Policja już sobie nie radzi, a będzie gorzej

- Prowokując odwet dżihadystom udało się otworzyć puszkę Pandory. To zupełnie nowa sytuacja, do której brytyjskie służby nie są przygotowane – mówi Wirtualnej Polsce dr Przemysław Biskup z Centrum Analiz Klubu Jagiellońskiego i Uniwersytetu Warszawskiego. Zdaniem eksperta, w Wielkiej Brytanii działa ok. 25 tys. islamistów, a służby bezpieczeństwa mają środki pozwalające kontrolować ok. 3,5 tys. z nich. – Na początku lat 2000. wygasał terror irlandzki i wtedy Brytyjczycy zaczęli koncentrować się na zagrożeniu ze strony islamistów. Natomiast do tej pory nikt nie zajmował się ekstremistami z drugiej strony.
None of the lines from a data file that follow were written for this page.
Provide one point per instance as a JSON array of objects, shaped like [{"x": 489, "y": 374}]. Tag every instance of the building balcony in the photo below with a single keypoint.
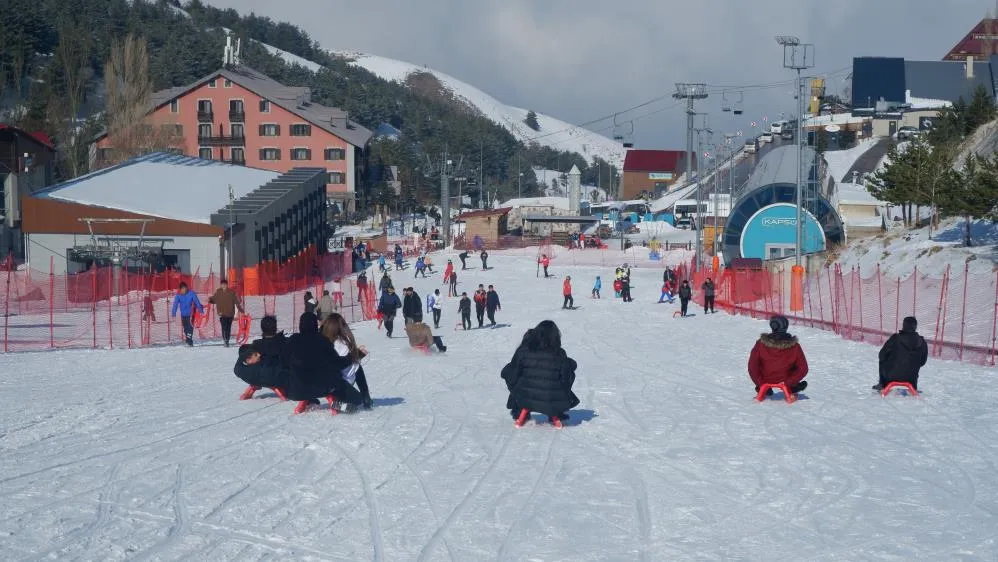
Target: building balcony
[{"x": 222, "y": 140}]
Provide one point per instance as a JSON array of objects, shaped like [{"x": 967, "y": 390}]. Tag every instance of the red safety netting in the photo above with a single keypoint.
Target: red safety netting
[
  {"x": 115, "y": 308},
  {"x": 957, "y": 311}
]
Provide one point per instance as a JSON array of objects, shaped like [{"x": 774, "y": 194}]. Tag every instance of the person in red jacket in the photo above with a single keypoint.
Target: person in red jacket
[
  {"x": 778, "y": 358},
  {"x": 566, "y": 290}
]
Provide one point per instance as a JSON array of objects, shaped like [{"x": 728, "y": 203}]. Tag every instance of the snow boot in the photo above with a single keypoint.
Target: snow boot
[{"x": 248, "y": 393}]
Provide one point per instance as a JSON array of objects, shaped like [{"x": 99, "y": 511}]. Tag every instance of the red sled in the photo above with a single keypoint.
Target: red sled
[
  {"x": 525, "y": 413},
  {"x": 907, "y": 386},
  {"x": 787, "y": 395}
]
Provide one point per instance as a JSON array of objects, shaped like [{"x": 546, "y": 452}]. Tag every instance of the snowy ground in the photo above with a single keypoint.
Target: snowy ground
[{"x": 149, "y": 455}]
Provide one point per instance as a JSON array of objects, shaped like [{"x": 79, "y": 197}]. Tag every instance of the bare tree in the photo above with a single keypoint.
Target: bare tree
[
  {"x": 72, "y": 54},
  {"x": 131, "y": 130}
]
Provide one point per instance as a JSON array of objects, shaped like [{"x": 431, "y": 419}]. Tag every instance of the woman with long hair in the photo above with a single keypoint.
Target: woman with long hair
[
  {"x": 336, "y": 330},
  {"x": 540, "y": 375}
]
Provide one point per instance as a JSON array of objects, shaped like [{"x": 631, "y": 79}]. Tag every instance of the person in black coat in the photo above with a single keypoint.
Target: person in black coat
[
  {"x": 315, "y": 367},
  {"x": 540, "y": 375},
  {"x": 685, "y": 294},
  {"x": 412, "y": 307},
  {"x": 903, "y": 356}
]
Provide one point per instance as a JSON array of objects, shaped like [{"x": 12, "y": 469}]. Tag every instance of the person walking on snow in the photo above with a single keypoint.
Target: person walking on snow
[
  {"x": 186, "y": 301},
  {"x": 464, "y": 309},
  {"x": 902, "y": 356},
  {"x": 685, "y": 294},
  {"x": 388, "y": 306},
  {"x": 481, "y": 297},
  {"x": 566, "y": 291},
  {"x": 777, "y": 358},
  {"x": 226, "y": 303},
  {"x": 492, "y": 304},
  {"x": 708, "y": 295},
  {"x": 435, "y": 304}
]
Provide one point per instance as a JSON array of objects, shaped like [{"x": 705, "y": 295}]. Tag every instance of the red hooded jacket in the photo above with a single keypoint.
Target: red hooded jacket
[{"x": 777, "y": 358}]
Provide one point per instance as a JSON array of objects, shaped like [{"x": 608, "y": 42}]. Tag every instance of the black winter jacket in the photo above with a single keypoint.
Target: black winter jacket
[
  {"x": 902, "y": 357},
  {"x": 541, "y": 381},
  {"x": 412, "y": 307},
  {"x": 685, "y": 292}
]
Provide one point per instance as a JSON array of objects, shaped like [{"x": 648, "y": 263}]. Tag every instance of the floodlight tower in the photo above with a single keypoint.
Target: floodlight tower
[
  {"x": 798, "y": 56},
  {"x": 691, "y": 92}
]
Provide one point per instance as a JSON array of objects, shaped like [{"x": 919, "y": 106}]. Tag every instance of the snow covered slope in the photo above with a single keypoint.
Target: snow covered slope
[
  {"x": 553, "y": 132},
  {"x": 149, "y": 455}
]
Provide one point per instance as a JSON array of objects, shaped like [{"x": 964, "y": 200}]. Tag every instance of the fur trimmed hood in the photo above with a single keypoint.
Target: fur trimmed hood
[{"x": 778, "y": 341}]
To nowa jakość.

Ekspert podkreśla, że wiele zależeć teraz będzie od wyników śledztwa, które wykaże, czy zamachowiec z Finsbury Park był zdrowy psychicznie. Jeżeli tak i kierowały nim motywy ideologiczne, to ważne będzie stwierdzenie, czy działał sam, czy w ramach większej grupy. Niezależnie od wyników śledztwa służby bezpieczeństwa będą musiały przeznaczyć część środków na inwigilację antyislamskich radykałów. Zdaniem Biskupa sytuację Wielkiej Brytanii jeszcze bardziej komplikuje ponownie rosnące zagrożenie odrodzeniem się konfliktu w Irlandii Północnej. Przeciążone służby bezpieczeństwa po prostu nie poradzą sobie z nowymi, czy odradzającymi się frontami konfliktu.